I’ll be honest. I was extremely disappointed by the lack of initial interviews I had as well as the difficulty I had in even contacting administrators at schools. I was even more disappointed when I started having to look outside of my degree to get a job. I was supposed to be teaching algebra to pre-teens or the basics of the English language to third graders, not working with toddlers.
Now, I am more than excited about this job. I love it. The pay is terrible, but I’m gaining experience and never thought I would love teaching younger children as much as I do. I’m working towards adding my Early Childhood Education certification to my ever-growing list of tests and certifications in hopes of getting a head teacher position.
My father is not as excited for me. He sees it as a waste of his money that he paid for me to go to college as an elementary education major and to only get a job as a pre-school teacher seems like a waste to him. At the same time, he understands that it’s a foot in the door and that from here, I may have an easier time getting a better paid job.
At the end of this lengthy story, I was like any other college graduate. I went in with confidence, came out with an amazing degree with superb test scores. I was told for so long how the nation needs teachers and my certifications would guarantee me a job and that I would be making so much money right out of college. It was my own naivety as well as the lack of actual guidance and help that I went out to search for a job with 1) no idea of what I was doing in order to get a job and 2) not prepared for the hard knocks of how difficult it actually is to obtain a job.
It all boiled down to the fact that I was not persistent enough nor did I have the experience that these jobs were looking for. Sure, my certifications look great on paper, but that’s all. They wanted job experience, something I had little of outside of a summer day care job and my student teaching experience in college. It’s just not enough to go through the motions of college and getting your degree. It’s also not enough to think that you can get your dream job right after the bat.

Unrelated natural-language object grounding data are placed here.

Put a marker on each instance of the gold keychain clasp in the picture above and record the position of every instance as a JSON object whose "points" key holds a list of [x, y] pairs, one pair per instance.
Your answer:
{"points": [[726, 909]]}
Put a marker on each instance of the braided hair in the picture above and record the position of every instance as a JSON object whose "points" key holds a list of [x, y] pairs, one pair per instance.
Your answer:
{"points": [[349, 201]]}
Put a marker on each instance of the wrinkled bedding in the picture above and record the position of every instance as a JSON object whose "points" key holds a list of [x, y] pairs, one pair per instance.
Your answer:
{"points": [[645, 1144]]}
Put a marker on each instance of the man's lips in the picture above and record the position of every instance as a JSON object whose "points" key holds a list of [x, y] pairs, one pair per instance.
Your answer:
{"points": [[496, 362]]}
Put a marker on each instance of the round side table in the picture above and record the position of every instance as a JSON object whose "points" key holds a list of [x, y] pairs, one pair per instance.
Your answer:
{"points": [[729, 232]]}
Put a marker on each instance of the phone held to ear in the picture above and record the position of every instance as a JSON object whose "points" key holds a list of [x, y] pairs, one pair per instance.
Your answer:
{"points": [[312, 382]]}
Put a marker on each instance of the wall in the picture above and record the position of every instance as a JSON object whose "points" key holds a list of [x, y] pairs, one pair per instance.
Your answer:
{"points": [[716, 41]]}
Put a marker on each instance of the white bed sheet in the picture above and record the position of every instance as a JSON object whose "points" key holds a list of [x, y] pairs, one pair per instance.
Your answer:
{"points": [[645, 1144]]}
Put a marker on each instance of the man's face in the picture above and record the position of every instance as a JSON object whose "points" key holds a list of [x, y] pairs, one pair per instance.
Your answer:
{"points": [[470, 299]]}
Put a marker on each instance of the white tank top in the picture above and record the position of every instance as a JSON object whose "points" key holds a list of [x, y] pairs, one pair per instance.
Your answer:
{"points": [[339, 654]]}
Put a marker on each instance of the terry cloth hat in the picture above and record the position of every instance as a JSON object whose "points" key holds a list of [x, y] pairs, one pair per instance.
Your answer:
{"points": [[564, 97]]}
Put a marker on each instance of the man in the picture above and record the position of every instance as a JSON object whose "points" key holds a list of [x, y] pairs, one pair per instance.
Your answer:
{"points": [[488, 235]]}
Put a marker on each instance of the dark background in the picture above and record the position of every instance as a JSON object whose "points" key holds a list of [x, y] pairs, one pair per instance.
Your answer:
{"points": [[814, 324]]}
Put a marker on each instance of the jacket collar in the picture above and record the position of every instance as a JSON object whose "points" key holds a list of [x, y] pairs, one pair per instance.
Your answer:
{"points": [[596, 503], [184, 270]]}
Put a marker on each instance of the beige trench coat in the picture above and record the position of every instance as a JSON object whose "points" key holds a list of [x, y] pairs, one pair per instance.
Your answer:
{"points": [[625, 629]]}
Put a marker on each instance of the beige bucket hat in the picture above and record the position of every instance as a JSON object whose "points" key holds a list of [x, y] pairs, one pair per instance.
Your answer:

I still want to teach third graders or algebra in a middle school, but I might have to wait a few years and get some more experience before I can do that.
This holds true for every field. My dad is currently looking for a new job within the engineering field, now that military base he works at is closing soon. Sure, he has his master’s degree, but those jobs don’t really care all that much about it. What they really care about and what they want to know about is what he’s done, what positions has he held, how is that related to what he’s applying for now. And he’s applied to numerous jobs, a good thirty or forty, if not more. He’s still applying, still interviewing. Granted, he still has his current job and an amazing resume with numerous experiences on it to have a little bit more leeway than myself in what he would like to take as his next job, but it’s still just as hard and as time-consuming as my first venture in to the job search. College graduates need to stand up straight, stop feeling entitled, get whatever experience they can, and just keep applying.
It’s a job just to get a job and NOTHING comes easy.